The group was organized, and continues to operate, with the help of the National Chicken Council (NCC). At October 2015’s Delmarva Poultry Industry Inc. National Meeting on Poultry Health, Processing and Live Production, the Washington, D.C.-based trade group’s president, Mike Brown, said the caucus helps the NCC keep key lawmakers informed about political issues affecting the poultry industry.
Brown said the caucus was instrumental in opening the door for the U.S. to export poultry to South Africa – the largest potential market for U.S. poultry in Africa – after being blocked from the nation since 2000. Tom Super, a spokesman for the council, said Isakson and Coons’ efforts helped the U.S. review its trade and foreign aid policies toward South Africa and put pressure on the nation to drop some of its restrictions on importing U.S poultry products.

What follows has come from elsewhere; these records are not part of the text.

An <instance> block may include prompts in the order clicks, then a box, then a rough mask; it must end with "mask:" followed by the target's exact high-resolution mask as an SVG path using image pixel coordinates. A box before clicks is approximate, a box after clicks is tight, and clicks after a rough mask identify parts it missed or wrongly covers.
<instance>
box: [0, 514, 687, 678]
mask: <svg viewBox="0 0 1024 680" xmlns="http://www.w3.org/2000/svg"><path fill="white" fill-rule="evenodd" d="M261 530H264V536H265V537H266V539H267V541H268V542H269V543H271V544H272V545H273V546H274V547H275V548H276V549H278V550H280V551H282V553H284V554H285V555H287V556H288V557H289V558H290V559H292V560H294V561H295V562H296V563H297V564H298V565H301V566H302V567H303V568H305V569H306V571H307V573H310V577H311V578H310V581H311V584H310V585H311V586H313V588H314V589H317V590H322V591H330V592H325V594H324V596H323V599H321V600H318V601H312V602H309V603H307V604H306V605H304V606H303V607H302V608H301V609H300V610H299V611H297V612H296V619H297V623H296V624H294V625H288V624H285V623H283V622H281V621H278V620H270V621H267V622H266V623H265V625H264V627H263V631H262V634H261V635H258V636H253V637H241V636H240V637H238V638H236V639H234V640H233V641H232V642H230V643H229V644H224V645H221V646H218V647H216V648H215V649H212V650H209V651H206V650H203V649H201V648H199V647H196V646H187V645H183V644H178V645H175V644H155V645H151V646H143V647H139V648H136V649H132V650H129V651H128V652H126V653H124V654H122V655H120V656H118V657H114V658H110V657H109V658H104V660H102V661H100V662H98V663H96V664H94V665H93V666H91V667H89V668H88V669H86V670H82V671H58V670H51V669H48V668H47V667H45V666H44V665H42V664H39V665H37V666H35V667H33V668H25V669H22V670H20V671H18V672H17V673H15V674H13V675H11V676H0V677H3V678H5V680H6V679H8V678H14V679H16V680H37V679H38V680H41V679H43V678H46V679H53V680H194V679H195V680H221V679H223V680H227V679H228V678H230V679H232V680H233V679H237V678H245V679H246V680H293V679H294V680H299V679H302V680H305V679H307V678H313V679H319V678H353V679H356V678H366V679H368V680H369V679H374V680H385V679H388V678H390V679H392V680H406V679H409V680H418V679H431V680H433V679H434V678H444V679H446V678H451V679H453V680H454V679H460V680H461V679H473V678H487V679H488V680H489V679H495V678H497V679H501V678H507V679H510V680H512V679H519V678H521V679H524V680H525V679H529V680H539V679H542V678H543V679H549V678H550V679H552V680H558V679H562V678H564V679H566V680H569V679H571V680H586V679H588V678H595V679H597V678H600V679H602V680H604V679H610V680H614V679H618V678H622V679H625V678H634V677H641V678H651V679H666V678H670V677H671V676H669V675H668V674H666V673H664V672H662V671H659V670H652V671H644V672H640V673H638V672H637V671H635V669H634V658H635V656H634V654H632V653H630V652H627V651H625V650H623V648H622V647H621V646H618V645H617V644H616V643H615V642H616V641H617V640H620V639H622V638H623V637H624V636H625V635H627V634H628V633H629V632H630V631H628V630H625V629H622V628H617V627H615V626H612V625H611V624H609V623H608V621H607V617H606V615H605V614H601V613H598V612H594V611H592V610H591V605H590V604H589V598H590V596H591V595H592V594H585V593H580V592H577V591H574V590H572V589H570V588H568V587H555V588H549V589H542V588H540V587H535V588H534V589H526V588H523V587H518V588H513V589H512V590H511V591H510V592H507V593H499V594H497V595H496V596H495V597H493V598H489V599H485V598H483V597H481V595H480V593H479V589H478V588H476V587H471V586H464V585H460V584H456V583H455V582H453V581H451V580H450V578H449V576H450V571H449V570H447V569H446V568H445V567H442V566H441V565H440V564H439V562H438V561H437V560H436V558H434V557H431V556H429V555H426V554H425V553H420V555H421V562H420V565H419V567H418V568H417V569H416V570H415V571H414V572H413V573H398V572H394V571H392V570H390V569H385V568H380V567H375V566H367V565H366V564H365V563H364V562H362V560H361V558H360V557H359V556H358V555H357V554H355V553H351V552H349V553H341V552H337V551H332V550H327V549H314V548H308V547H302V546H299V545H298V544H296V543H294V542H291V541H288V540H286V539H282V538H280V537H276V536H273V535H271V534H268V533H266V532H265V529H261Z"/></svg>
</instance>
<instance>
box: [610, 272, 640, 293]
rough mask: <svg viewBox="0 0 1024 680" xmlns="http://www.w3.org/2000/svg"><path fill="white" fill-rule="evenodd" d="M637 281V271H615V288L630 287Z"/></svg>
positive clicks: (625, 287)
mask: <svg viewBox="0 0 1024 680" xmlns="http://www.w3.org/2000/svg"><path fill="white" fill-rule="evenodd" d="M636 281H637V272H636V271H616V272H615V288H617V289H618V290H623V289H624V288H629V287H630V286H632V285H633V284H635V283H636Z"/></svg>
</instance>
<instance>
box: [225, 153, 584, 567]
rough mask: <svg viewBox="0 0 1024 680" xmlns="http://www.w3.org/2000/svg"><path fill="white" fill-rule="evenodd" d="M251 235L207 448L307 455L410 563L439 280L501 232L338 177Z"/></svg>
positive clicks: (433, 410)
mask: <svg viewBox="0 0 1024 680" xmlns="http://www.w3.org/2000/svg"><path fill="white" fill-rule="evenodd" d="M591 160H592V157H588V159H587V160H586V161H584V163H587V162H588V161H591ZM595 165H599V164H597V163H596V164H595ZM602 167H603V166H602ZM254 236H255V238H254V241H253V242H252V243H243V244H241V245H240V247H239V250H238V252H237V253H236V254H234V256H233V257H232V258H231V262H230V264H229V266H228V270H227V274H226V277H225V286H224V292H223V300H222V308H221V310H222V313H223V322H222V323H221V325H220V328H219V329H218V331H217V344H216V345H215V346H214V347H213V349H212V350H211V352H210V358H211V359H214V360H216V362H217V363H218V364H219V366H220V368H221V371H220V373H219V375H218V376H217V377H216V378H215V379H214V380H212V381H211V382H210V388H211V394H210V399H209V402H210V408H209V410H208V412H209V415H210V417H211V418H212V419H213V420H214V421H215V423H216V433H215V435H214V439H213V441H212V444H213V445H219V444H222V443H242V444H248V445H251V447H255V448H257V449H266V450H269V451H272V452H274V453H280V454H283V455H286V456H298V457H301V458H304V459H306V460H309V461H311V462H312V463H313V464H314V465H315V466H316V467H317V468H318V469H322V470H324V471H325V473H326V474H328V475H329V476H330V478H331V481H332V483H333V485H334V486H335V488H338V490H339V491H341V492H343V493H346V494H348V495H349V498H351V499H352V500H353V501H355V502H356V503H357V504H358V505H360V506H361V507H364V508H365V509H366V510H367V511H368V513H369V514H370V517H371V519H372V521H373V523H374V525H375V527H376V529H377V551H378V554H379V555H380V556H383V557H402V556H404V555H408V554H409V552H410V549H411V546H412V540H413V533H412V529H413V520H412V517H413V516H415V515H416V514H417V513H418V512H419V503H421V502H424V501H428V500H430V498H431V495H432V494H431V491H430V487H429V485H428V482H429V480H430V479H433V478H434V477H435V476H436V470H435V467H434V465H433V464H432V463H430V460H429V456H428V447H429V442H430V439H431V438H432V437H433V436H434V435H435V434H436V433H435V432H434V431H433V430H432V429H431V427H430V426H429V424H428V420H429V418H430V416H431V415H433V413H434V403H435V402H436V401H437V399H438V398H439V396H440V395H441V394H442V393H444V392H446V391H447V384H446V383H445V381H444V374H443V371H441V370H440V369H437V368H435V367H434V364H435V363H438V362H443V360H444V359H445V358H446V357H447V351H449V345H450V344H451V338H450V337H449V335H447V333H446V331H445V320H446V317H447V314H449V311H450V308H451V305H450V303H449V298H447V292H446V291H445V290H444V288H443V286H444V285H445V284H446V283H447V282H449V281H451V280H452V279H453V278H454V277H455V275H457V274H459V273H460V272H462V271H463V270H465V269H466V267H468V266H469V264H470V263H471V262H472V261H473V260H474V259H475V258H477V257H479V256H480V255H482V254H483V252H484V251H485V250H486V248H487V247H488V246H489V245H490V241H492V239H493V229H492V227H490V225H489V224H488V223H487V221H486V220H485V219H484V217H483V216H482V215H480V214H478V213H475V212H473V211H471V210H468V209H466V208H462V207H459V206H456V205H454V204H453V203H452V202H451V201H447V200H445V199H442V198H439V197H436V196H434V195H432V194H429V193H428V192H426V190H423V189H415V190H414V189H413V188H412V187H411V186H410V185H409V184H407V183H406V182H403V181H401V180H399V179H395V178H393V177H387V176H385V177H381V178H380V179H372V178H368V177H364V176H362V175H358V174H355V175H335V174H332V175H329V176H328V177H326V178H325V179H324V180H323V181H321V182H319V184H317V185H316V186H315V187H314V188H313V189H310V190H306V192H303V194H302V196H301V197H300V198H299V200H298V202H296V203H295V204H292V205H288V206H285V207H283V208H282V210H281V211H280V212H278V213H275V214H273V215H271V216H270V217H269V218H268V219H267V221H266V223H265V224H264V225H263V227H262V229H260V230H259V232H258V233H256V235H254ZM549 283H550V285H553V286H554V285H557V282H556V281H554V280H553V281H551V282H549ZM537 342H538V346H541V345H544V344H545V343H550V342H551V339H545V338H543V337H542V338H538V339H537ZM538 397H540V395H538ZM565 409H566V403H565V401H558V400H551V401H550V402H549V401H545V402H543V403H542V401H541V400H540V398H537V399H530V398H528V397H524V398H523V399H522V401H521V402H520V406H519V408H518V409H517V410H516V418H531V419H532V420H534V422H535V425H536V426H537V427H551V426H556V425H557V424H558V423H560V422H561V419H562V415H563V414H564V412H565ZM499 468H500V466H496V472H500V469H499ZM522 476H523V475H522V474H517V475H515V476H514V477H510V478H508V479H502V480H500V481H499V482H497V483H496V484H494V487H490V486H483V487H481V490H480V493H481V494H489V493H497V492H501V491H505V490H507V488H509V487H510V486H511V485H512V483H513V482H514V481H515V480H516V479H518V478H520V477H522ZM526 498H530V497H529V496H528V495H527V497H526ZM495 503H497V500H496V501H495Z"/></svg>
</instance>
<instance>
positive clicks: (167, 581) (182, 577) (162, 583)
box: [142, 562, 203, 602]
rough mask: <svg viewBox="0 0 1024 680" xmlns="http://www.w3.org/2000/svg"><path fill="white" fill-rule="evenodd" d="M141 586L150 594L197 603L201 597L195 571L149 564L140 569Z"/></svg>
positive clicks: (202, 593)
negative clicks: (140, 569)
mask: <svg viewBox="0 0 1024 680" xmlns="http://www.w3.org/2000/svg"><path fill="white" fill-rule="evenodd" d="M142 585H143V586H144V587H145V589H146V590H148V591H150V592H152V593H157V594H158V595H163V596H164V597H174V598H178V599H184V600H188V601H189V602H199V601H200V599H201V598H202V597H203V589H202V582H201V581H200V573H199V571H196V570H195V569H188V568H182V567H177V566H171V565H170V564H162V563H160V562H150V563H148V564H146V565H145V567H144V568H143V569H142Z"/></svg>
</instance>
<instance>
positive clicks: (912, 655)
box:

“In June (2015), we were able to announce that the American and South African poultry industries reached an agreement to end South Africa’s duties on U.S. poultry, thanks to negotiations led by the United States Trade Representative, the Department of State, U.S. Ambassador to South Africa Patrick Gaspard and trade experts from industry. South Africa must now implement this agreement and end its separate, complete ban on U.S. poultry due to avian flu before U.S. product can enter the market,” Isakson said in a statement provided by his office. “In August (2015), the U.S. Trade Representative announced the start of the out-of-cycle review process to determine whether South Africa should remain eligible to benefit fully from the African Growth and Opportunity Act preference program in light of ongoing trade violations. I am extremely encouraged that the U.S. Trade Representative is taking enforcement of AGOA seriously by quickly conducting the required review of South Africa’s eligibility for benefits.”
Super said South Africa still has a few more steps to take, but the chicken caucus’ actions in Congress will likely allow the U.S. to export 65 metric tons annually, worth about $65 million, to the rainbow nation in the near future. The group is also pushing to ensure scientifically unfounded avian influenza-related bans on chicken imports are reversed to ensure the U.S. can continue to export about 20 percent of its poultry products around the world. Super said the caucus will continue to focus on international trade agreements, including the implementation of the Trans-Pacific Partnership trade agreement between the U.S. and Pacific rim nations, in the near future.
“(The caucus has) a funny name that brings a smile to your face, but they do real serious work,” Brown said.